We further analyze the cases where questions’ scores are high while identification results’ scores are low. The symptoms that should gain through interaction with the patient are randomized after the model generates the question-answer pairs. The randomized symptoms are sometimes ineffective in identifying the candidate syndromes. Furthermore, each question in the experiment will select a response randomly as a symptom, which may not always correspond to the actual scenario. In practice, the patient may answer “none” to the issue-related symptom, and the symptom returned to the model will not include any response to the problem. Both factors lead to high scores for generated question-answer pairs and poor scores for identification results.

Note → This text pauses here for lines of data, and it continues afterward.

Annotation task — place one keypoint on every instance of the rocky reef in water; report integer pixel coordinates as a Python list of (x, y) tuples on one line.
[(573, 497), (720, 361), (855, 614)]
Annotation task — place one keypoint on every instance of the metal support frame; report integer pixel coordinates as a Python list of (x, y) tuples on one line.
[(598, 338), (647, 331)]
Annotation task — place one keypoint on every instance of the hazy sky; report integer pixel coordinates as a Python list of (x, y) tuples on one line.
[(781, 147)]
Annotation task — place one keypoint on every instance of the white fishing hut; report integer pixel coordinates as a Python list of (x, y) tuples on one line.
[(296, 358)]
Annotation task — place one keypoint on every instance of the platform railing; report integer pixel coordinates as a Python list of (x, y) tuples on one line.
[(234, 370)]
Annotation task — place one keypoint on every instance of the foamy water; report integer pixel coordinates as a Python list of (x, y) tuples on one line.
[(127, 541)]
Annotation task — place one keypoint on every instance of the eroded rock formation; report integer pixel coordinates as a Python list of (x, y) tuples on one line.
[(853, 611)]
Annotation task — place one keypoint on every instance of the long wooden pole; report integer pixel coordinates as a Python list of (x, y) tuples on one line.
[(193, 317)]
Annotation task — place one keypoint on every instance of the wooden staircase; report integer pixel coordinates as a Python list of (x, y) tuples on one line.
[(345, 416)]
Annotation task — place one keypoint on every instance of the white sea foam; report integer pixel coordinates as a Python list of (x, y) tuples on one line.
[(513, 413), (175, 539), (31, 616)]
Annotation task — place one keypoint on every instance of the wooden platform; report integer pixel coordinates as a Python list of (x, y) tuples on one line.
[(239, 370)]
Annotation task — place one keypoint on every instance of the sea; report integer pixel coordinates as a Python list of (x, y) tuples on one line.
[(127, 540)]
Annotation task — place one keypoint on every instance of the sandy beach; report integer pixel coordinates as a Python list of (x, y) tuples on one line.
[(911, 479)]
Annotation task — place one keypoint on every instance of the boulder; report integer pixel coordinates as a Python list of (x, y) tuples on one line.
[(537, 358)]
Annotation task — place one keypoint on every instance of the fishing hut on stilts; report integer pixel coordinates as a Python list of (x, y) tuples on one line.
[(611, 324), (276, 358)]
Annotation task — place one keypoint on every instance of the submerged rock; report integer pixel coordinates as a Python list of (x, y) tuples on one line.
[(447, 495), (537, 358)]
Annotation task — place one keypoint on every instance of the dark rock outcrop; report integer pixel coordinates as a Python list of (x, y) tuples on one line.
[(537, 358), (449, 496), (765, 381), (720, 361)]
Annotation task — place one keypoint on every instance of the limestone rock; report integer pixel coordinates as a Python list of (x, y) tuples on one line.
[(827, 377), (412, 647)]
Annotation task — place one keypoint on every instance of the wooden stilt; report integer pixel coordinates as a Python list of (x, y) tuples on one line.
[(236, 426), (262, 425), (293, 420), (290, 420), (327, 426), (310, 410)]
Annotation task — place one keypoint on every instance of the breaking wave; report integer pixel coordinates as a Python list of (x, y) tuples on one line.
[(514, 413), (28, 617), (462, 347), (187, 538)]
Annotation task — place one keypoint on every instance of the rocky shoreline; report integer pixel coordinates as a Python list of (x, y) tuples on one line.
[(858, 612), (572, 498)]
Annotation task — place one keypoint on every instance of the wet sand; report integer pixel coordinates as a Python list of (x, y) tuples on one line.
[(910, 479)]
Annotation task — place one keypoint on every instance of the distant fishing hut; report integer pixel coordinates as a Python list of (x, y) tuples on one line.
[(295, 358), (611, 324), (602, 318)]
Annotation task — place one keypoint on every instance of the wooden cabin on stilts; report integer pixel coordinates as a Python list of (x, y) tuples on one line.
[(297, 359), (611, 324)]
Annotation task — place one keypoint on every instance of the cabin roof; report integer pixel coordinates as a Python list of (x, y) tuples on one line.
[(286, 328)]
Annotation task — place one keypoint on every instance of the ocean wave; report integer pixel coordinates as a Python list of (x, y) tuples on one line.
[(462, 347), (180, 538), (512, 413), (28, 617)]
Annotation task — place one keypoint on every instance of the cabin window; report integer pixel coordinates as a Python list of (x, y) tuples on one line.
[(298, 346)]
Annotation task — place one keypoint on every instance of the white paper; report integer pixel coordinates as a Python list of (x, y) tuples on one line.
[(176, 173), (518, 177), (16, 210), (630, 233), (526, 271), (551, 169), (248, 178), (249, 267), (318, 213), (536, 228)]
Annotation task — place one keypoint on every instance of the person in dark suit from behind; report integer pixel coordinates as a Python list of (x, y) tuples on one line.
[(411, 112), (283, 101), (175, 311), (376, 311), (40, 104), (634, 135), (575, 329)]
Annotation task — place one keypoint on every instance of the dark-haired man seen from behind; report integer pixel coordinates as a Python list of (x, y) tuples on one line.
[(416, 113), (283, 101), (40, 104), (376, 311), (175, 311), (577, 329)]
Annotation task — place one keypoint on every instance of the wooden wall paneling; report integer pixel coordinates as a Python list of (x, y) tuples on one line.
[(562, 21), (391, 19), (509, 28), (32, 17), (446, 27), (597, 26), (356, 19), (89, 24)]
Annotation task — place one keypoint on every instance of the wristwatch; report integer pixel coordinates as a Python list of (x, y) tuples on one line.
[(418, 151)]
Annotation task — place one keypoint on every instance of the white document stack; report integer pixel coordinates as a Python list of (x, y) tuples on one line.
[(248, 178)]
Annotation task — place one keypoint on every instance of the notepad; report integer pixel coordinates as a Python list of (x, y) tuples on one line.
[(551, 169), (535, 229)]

Using arithmetic averaging to average the scores of all experts on the model, Table 4 displays the results. After deleting one of the highest and one of the lowest scores, defining the average score as the trim mean. For the two- and three-candidate syndromes series, the scores for the produced question and the identification outcomes are above 3, showing that our approach creates high-quality questions with high identification accuracy. To identify two syndromes, the model requires an average of 4.6 questions, and for three syndromes, it takes an average of 6.4 questions. The number of questions required here is related to the model’s recognition capacity. The model only requires a few questions, suggesting that the generated questions are targeted. The number of questions will be lowered further as the model’s accuracy increases.

5. Conclusion

We develop a new TCM consultation knowledge representation method and propose a consultation-based syndrome differentiation model to address two challenges in intelligent TCM consultation research: (1) the abstract nature of TCM knowledge and (2) the scarcity of TCM consultation data. Our model identifies candidate syndromes obtained through inspection, auscultation, and olfaction by simulating inquiry. The model creates targeted question-answer pairs first, interacts with the patient next, and eventually identifies the patient’s actual syndromes. We introduce manual evaluation and assess the model’s effectiveness regarding the quality of the generated question-answer pairs, the accuracy of model identification, and the average number of questions. The evaluation results are also thoroughly examined and discussed. The findings suggest that our approach is capable of correctly identifying the syndromes. Furthermore, question-answer pairs generated by the model are relevant, accurate, and efficient.

The current study, while yielding some significant results, has several limitations. The SDM covers hundreds of common syndromes and works well in most cases but may be limited for less frequent syndromes and lacks generalization. In the future, we will continuously collect data from enlarging the TCM consultation datasets and combine the current method with deep learning models. In addition, we will incorporate a knowledge graph of syndromes and syndromes to improve the accuracy and reduce the number of questions.

Data Availability

The data used to support the findings of this study are available from the corresponding author upon request.

Conflicts of Interest

The authors declare they have no conflicts of interest for this study.

Acknowledgments

The authors would like to thank the anonymous reviewers for their valuable comments. This study was supported by National Natural Science Foundation of China (Grant nos. 62006049, 61976092, 62211530114, 62176095, and 61273363), Guangdong Province Key Area R & D Plan Project (Grant no. 2020B1111120001), and Guangzhou Science and Technology Planning Project (Grant no. 201803010088).